The Amazon is Burning
Tuesday, April 22, 2014
Photo of the effects of clear cutting; deforestation and fires in the Amazon
taken by Jesse Allen and Robert Simmon
from: Nasa Earth Observatory
In the Pre-Columbian period the
population of the Amazon has been estimated to have been around 5-10 million,
with metropolises comparable in population to London and Paris in the Middle
Ages, and far exceeding the population of Rome in that period. This population was utterly devastated by the
introduction of diseases from the ‘Old World,’
including malaria, but most devastatingly small pox, which combined with the
destruction of their culture by conquistadors, missionaries etc., led to the
wiping out of 95% of indigenous people in the Amazonian basin.
By the turn of the 20th
century the indigenous population of the Amazon was reduced to 200,000
In the 1990s the indigenous population of
the Amazon had returned back up to 600,000.
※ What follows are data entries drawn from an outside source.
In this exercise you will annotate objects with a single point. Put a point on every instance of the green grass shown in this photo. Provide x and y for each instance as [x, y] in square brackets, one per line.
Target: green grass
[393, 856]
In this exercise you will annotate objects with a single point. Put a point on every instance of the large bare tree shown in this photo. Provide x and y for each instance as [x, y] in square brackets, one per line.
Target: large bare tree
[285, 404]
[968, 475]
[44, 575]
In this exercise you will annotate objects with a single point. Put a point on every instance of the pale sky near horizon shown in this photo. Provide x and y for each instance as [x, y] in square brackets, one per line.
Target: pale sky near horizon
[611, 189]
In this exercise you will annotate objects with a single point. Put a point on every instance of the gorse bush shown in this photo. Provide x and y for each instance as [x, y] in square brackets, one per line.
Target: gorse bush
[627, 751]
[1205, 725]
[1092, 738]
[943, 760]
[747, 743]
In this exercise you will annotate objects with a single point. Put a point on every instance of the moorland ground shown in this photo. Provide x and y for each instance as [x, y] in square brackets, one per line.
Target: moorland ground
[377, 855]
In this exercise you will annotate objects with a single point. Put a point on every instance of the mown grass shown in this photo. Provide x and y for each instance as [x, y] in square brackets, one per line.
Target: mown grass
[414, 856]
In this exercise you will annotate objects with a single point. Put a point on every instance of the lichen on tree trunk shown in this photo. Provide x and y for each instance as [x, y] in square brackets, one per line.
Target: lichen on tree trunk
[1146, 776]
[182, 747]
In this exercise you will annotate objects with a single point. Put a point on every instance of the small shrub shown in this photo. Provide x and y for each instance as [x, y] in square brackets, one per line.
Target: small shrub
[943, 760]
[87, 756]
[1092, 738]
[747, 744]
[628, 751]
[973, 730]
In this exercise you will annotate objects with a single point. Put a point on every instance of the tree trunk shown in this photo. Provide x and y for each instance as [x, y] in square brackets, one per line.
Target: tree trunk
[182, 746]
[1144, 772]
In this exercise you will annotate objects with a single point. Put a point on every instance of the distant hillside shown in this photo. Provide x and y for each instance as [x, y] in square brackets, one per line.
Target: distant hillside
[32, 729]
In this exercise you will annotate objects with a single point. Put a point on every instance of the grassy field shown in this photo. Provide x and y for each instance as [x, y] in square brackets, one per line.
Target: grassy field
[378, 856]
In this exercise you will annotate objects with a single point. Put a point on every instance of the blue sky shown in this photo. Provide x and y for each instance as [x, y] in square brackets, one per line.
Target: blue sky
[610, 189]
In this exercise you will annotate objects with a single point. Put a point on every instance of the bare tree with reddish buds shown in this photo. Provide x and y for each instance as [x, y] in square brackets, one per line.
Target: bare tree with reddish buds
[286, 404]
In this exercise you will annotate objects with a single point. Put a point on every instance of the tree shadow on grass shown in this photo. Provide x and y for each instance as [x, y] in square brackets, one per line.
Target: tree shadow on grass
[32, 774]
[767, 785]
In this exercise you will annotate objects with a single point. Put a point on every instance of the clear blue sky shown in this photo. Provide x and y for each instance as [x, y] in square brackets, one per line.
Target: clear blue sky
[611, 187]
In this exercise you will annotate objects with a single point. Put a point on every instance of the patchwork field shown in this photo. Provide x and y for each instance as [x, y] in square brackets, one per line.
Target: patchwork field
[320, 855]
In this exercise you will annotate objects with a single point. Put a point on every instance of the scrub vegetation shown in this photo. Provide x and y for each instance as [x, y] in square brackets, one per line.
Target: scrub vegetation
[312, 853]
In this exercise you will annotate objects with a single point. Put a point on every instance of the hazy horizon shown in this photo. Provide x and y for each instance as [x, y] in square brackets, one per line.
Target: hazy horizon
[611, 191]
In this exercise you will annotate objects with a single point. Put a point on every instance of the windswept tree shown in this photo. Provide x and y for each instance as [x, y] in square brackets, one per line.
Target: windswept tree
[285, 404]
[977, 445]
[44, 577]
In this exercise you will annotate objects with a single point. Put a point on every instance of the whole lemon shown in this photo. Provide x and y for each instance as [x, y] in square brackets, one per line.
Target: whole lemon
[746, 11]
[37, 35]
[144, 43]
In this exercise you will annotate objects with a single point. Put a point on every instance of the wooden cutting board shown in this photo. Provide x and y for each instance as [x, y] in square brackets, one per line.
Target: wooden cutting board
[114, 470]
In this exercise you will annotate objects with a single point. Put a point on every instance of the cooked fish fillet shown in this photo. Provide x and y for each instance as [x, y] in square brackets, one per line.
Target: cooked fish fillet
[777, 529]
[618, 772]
The current indigenous population
is now only 200,000 once again, a reduction of two thirds of its population in less than a couple decades. Darfur at least received some notice and acknowledgement on the world stage (albeit very little action), yet this genocide has gone largely under the radar.
The recent massive reduction of
the indigenous population in the Amazon is due to the clear cutting and slash and burning of indigenous
forests to be replaced by grazing land for cattle for Mcdonalds and for other multinational burger chains.
Fact: The first page of a Google search on ‘Amazon’ reveals no information about the Amazon in South America.